For this project, Association pour la Recherche et la Formation en Agro-écologie (ARFA) conducted field demonstrations for farmers in Burkina Faso on the effectiveness of the fungus Trichoderma as a way to move away from the use of highly hazardous pesticides. Additionally, they shared information on the Food and Agriculture Organisation's (FAO's) International Code of Conduct concerning the Distribution and Use of Pesticides, and distributed various information materials about non-hazardous pest control.
For this project, Pesticide Action Network- Mauritius (PANeM) aimed to raise awareness about mercury use in schools. To that end, PANeM published and distributed booklets on Mercury-Free Schools, and carried out lectures with questions and answers sessions during half-day workshops for higher secondary school students. About nine hundred students attended the workshops.
In this project, Association pour la Défense de l’Environnement et des Consommateurs (ADEC) carried out a number of different activities in order to raise awareness about the sound management of waste in Rufisque and the district of Médina in Senegal.
In 2010, the NGO groundWork (Friends of the Earth South Africa) convened over 65 farmers from around the country who expressed a desire to educate themselves about the safe handling and proper use of pesticides. Over the course of two days, participants took part in educational sessions that included guided tours of farms practicing permaculture and organic practices. Other interactive discussion sessions featured conversations about basic workplace safety.
Using survey questions and formative research methods developed with IPEN, PROBICOU identified several mercury contaminated hot spots in and around the area of Lake Victoria and Lake Kyoga. These hot spots are all located in close proximity to industrial sites that are known to produce mercury contaminants. Fish samples and hair samples were collected and analyzed. In the process of collecting samples, activists noted that they were able to share vital information with local fisherman about the dangers of mercury exposure.

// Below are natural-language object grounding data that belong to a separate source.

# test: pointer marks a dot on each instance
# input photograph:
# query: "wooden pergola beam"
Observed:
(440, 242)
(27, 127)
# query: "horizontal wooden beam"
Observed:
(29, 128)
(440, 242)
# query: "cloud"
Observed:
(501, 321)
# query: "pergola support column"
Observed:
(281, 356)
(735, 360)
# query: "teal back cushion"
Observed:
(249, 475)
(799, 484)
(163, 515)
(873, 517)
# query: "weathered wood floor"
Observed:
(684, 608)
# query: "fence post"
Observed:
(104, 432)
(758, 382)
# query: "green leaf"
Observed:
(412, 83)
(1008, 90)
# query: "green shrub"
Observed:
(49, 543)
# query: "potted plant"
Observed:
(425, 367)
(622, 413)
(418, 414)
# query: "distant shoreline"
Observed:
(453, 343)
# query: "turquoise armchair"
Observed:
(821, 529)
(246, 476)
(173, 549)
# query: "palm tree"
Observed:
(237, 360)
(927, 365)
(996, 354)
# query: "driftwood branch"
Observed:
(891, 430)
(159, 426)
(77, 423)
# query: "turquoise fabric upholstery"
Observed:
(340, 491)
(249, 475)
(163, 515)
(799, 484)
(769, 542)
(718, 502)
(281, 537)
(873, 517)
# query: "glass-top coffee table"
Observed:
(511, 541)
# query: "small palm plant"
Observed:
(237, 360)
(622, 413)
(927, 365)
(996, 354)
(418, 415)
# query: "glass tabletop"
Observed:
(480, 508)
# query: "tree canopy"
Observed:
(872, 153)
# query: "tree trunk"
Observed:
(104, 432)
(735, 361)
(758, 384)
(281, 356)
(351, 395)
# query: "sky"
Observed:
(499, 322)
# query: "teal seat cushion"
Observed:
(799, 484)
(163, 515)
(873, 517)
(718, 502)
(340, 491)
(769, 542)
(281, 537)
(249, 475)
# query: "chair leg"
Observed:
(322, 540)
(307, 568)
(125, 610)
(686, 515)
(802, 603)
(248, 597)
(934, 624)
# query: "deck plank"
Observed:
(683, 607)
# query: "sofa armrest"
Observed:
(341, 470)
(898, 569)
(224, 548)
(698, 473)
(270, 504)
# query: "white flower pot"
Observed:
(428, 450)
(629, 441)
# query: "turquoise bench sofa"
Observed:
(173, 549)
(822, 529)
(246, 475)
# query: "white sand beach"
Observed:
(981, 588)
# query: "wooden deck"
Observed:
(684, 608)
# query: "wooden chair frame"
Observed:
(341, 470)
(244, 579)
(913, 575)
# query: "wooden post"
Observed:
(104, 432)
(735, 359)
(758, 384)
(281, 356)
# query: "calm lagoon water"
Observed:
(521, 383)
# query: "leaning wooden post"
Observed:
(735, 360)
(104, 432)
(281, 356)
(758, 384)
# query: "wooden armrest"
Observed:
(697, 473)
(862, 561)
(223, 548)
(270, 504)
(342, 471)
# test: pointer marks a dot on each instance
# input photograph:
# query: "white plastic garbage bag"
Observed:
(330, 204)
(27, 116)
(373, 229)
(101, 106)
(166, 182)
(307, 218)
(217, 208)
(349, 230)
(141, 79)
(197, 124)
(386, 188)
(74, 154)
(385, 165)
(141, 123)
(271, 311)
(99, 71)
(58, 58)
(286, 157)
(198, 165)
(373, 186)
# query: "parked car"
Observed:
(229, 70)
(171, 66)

UNETMAC collected samples from 50 paint containers to test for lead content. Samples were prepared in Uganda and sent to the US for analysis. Out of the eight brands of the paint samples tested, three brands were found to contain significant concentrations of lead. Additionally, 1,000 fact sheets about lead in paint were prepared, produced, and disseminated at a press conference and later at a workshop of the National Environment Management Authority.